The asset manager, which oversees more than $1tn, has sent a letter to companies in which it invests, calling for “renewed discipline” on executive remuneration and performance, and “stronger” dialogue with boards on how they allocate their capital and make acquisitions.

The letter, seen by the Financial Times, said that although boards need the “flexibility” to design competitive pay packets, “over the past year we have become concerned that the pay-for-performance principle is starting to take a back seat relative to other considerations”.

Fidelity noted that “we continue to believe that the best incentive structures for executive directors will generally provide a strong link to financial performance”, and that there have been examples of companies proposing to “de-risk management incentives following a run of poor performance” and cases of awards based on low hurdles that have not been “stretching”.

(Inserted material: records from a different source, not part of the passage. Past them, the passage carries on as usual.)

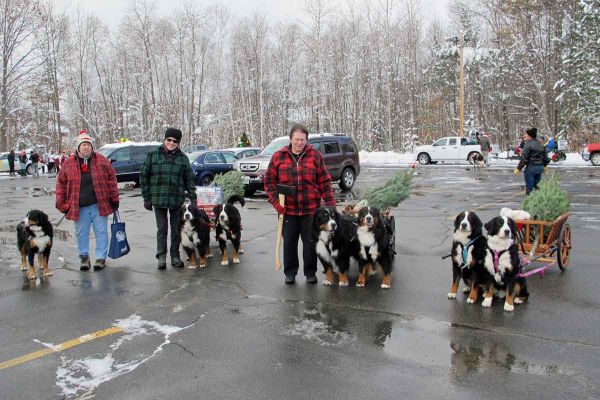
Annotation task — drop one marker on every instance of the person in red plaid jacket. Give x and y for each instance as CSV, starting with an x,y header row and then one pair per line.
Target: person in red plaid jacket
x,y
300,165
87,192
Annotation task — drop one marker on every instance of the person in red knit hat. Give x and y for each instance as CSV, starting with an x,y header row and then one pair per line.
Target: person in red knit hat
x,y
87,192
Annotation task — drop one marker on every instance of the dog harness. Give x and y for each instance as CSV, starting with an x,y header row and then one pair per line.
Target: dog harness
x,y
465,251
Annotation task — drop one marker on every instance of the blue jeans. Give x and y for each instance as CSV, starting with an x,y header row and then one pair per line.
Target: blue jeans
x,y
89,216
532,175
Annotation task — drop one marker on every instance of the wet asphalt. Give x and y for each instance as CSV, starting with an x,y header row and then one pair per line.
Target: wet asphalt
x,y
238,332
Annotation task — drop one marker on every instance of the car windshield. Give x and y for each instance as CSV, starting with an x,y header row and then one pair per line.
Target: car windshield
x,y
274,146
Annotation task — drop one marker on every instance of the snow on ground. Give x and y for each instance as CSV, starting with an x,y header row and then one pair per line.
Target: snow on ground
x,y
383,158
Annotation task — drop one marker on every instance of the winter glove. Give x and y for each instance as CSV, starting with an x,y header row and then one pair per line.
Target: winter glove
x,y
148,205
280,209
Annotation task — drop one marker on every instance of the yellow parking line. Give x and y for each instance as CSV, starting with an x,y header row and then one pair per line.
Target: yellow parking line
x,y
60,347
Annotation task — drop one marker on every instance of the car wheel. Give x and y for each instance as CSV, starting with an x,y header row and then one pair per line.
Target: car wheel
x,y
424,159
206,180
471,157
347,179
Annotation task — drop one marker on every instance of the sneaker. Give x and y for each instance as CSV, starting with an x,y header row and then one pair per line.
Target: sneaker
x,y
99,264
162,262
176,262
84,263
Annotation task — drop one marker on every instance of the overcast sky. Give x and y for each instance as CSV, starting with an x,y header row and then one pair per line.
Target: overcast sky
x,y
111,11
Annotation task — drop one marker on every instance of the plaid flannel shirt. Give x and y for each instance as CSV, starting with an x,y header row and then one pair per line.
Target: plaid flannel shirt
x,y
165,180
309,175
68,185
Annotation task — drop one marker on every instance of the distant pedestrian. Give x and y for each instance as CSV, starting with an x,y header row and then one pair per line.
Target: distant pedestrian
x,y
35,159
87,192
534,159
23,164
486,147
11,162
165,178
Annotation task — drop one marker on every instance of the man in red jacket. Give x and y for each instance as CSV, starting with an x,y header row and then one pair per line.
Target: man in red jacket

The pay packages of chief executives at the UK’s biggest-listed companies grew faster in the last financial year than those of US rivals. Median pay at FTSE 100 companies increased 11 per cent to $6.5mn, compared with a 7.5 per cent increase for US chief executives, according to data from Institutional Shareholder Services, a proxy adviser. Still, the US median pay figure of $16mn dwarfs that of the UK.

The Investment Association trade body amended its guidelines last year to give greater flexibility to companies to award top executives higher salaries, despite a series of shareholder protests against bumper pay packets.

The IA said at the time that it had “simplified” its remuneration guidelines so that companies could set pay policies to “suit their specific needs” while also “being responsive to shareholder expectations”.

Fidelity’s refreshed governance expectations also follow sweeping changes to UK listing rules that were aimed at making it easier for companies to float and list on the London Stock Exchange. The changes handed more power to company bosses to make decisions without shareholder votes, such as in relation to significant transactions.

The LSE’s chief executive Dame Julia Hoggett said last month that boards had been more “forceful” about rewarding executives as a way to attract top talent.

Fidelity said in its letter that the listing changes meant “shareholders of UK companies now face a more challenging environment for managing risk through active stewardship,” noting that the new regime removed or reduced “some of the touchpoints that previously existed between shareholders and boards” on matters such as mergers and acquisitions.

The asset manager will also ask boards to “clearly articulate their capital allocation strategies in their public disclosures” and say that it expects them to “have a robust approach to evaluating” deals, and to be “appropriately prepared for potential takeover approaches”.

On capital raisings, Fidelity said it would “remind boards to remain mindful of potential negative impacts to existing shareholders” from diluting their holdings.

Fidelity said it would also “hold boards accountable when they fail to uphold their duty to shareholders or when we believe they are responsible for significant negative outcomes for our clients”.